Columbia parts ways with Sam Raimi, Maguire, Dunst

Columbia has scrapped “Spider-Man 4” and is rebooting the franchise.

The studio is parting ways with director Sam Raimi and “Spider-Man” stars Tobey Maguire and Kirsten Dunst and is taking the web slinger’s alter ego, Peter Parker, back to high school.

The new movie, which will have a new director and cast but still be produced by Avi Arad and Laura Ziskin and Marvel Studios, is eyeing a summer 2012 release. It will use a script by James Vanderbilt and put the focus back on a teenager grappling with normal teen problems while also dealing with his superpowers.

News of the reboot follows weeks of script problems in which the studio was at loggerheads with Raimi over which villains to use in the fourth movie. The clashes were kept mostly under the radar but last week erupted into the public when it became clear that the studio was not going to meet its start date and subsequently its May 6, 2011, release date.    

Columbia and Raimi put on a unified front Monday when making the announcement that they were parting.

“A decade ago we set out on this journey with Sam Raimi and Tobey Maguire, and together we made three ‘Spider-Man’ films that set a new bar for the genre,” Sony Pictures co-chairman Amy Pascal said. “When we began, no one ever imagined that we would make history at the boxoffice, and now we have a rare opportunity to make history once again with this franchise.

“We’re very excited about the creative possibilities that come from returning to Peter’s roots, and we look forward to working once  again with Marvel Studios, Avi Arad and Laura Ziskin on this new beginning.”

Said Raimi: “Working on the ‘Spider-Man’ movies was the experience of a lifetime for me.

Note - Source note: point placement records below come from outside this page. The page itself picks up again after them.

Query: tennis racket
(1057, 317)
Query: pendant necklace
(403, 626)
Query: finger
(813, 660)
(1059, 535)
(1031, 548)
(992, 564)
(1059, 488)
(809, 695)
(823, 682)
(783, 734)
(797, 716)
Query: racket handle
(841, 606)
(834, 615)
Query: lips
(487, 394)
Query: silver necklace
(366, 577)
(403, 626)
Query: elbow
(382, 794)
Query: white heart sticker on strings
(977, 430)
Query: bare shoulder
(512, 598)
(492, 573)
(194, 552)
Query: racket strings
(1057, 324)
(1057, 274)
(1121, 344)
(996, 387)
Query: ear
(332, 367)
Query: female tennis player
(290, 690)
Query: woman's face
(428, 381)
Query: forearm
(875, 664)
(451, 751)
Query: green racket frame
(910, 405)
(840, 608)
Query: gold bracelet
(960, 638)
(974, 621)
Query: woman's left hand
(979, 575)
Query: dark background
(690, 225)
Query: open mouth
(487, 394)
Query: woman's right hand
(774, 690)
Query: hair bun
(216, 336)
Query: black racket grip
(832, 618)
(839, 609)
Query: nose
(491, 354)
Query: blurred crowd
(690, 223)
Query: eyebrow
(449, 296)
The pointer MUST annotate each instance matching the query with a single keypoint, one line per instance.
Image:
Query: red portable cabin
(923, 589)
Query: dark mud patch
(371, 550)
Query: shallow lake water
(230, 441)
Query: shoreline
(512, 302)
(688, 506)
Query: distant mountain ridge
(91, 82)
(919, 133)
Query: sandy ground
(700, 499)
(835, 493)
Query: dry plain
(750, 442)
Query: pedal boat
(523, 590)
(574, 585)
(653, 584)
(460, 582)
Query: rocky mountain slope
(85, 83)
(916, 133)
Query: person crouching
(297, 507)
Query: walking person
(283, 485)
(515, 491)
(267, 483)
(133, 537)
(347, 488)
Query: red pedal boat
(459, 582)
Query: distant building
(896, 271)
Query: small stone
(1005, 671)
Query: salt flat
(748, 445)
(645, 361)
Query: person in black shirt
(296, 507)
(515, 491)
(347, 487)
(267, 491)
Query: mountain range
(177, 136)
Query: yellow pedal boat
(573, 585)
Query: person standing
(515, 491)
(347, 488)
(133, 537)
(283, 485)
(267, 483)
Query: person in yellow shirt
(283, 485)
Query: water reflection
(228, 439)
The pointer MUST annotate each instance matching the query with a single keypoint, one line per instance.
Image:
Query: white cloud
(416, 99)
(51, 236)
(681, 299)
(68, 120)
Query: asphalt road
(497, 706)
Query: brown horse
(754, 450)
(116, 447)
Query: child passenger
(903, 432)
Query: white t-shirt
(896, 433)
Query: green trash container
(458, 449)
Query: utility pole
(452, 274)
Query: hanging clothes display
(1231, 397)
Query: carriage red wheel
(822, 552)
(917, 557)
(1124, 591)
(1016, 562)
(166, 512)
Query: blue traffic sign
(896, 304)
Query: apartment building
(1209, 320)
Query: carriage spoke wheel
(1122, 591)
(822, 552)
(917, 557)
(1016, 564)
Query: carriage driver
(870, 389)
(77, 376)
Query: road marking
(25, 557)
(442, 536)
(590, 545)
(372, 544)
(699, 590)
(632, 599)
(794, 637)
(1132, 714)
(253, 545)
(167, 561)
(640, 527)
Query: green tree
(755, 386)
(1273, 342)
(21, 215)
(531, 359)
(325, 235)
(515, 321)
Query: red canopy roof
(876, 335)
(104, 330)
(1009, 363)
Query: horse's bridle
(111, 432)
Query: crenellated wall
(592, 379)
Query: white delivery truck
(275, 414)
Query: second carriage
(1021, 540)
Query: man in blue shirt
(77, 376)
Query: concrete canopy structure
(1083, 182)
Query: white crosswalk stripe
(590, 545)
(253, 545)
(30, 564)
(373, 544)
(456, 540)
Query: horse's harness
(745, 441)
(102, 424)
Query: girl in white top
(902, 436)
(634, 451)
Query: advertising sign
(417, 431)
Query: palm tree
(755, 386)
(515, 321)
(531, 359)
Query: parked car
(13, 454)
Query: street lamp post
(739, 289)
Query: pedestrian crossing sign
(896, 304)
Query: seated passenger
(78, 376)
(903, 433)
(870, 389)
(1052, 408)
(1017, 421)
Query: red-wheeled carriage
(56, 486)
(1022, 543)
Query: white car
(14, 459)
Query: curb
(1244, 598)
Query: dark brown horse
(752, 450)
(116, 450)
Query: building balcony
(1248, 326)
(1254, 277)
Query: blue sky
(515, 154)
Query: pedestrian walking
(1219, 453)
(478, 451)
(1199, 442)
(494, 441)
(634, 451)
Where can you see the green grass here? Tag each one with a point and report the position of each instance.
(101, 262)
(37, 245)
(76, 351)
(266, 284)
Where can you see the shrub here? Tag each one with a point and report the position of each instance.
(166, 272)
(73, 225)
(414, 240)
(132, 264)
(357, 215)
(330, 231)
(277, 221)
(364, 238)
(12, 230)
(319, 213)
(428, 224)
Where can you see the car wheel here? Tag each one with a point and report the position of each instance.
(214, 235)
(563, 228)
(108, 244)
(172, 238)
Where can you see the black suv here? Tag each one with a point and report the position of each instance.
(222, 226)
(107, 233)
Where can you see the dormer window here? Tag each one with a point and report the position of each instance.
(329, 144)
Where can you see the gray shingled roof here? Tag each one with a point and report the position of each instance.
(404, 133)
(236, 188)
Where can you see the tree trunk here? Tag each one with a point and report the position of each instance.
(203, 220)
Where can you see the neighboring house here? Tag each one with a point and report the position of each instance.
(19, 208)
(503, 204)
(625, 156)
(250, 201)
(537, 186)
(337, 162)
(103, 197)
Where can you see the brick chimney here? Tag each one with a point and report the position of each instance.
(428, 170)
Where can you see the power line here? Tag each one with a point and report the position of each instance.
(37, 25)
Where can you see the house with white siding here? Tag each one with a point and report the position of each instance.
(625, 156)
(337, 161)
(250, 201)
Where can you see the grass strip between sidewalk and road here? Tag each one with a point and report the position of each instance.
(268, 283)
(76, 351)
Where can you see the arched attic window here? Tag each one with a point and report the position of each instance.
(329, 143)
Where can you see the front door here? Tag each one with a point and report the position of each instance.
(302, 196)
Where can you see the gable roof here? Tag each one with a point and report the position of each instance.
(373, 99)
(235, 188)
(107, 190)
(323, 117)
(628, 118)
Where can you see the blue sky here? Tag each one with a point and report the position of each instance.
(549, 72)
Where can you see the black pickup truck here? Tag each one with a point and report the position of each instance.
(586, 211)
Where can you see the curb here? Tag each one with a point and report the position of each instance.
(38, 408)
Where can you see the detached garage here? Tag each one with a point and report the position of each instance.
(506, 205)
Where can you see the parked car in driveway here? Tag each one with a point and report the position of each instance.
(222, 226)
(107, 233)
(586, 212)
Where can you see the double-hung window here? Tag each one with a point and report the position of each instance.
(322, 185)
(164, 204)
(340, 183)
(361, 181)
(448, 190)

While we were looking forward to doing a fourth one together, the studio and Marvel have a unique opportunity to take the franchise in a new direction, and I know they will do a terrific job.”

The scrapping of the movie is not without cost.

Millions have been spent on the fourth installment and on the script alone, whose writers have included Vanderbilt, David Lindsay-Abaire and Gary Ross. Alvin Sargent was in the middle of the latest draft when the plug was pulled. Preliminary special effects work also had been done.

The “Spider-Man” franchise has brought in more than $2.5 billion in boxoffice grosses for the company, with DVD sales and merchandising taking that figure to even more stratospheric heights.